Additionally, they added another law (to TABOR) that they could only spend a certain amount of the income that they allowed themselves to retain. They set a percentage rate for this amount too. Thus, both their earnings and their expenditures were limited to a specific percentage rate UNLESS they all voted to change either of those amounts.
Instead of the children trusting the parents to know (in their experience and wisdom) that the family needs certain things and that getting those things will add to the health and sustainability of the family, decisions had to be made only upon the approval of all the children.

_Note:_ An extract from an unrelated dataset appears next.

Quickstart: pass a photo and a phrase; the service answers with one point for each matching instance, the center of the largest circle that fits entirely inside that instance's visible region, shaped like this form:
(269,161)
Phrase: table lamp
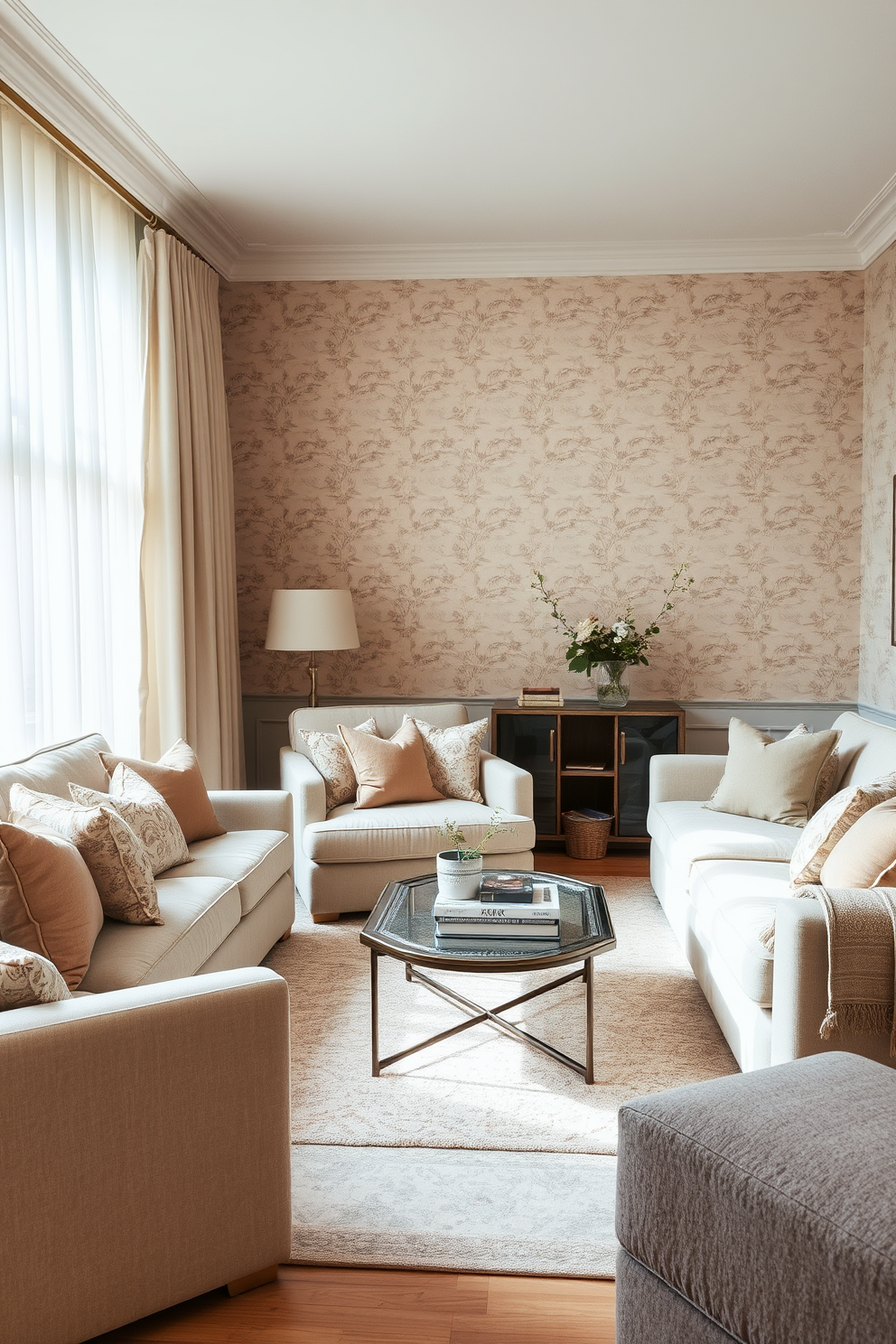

Before they could vote on changing the rules about keeping earnings or spending them at a different level, the family put in other criteria. They required that a certain percentage of the children agree that the vote was necessary. They could voice their approval by signing their name on a petition (a ballot initiative). Well, as you can imagine getting 24+ children in one family to agree on anything would be quite a feat (imagine that being all of Colorado’s citizens)!
In order to convince each other that a vote should be taken, the children spent large amounts of their own money to advertise their favor or disfavor of having a vote (a ballot initiative costs upwards of $1 million dollars to get the issue being voted on, on the ballot). And, naturally, the kids with the biggest allowances or wages have the most means to do the biggest advertising.
With the stakes being high, (the younger children wanting funds to be spent on toys and video games and the older children not agreeing with each other on anything) ballot initiatives often were defeated. Thus, the family’s revenues and expenditures were difficult to change. The roof continued to leak, the twins continued to sleep in their cribs, sister’s teeth “bucked” and brother bothered everyone with his awful snoring.
(Oh, and by the way, although this TABOR law was already pretty complex, the family added to it with about 156 other criteria and then as one last “explanation point” to secure its power, they made a rule that only one part of the law could be changed per ballot initiative. This is called the Single Subject Rule.)
Thus, like this “differently functioning family” (to put is politely) Colorado too functions a little differently. Getting appropriate funding for services for individuals with disabilities is rather like getting braces on sister’s teeth. It’s just one of a huge number of unmet needs, artificially thwarted, because of a rule-making system that makes it hard to break the status quo.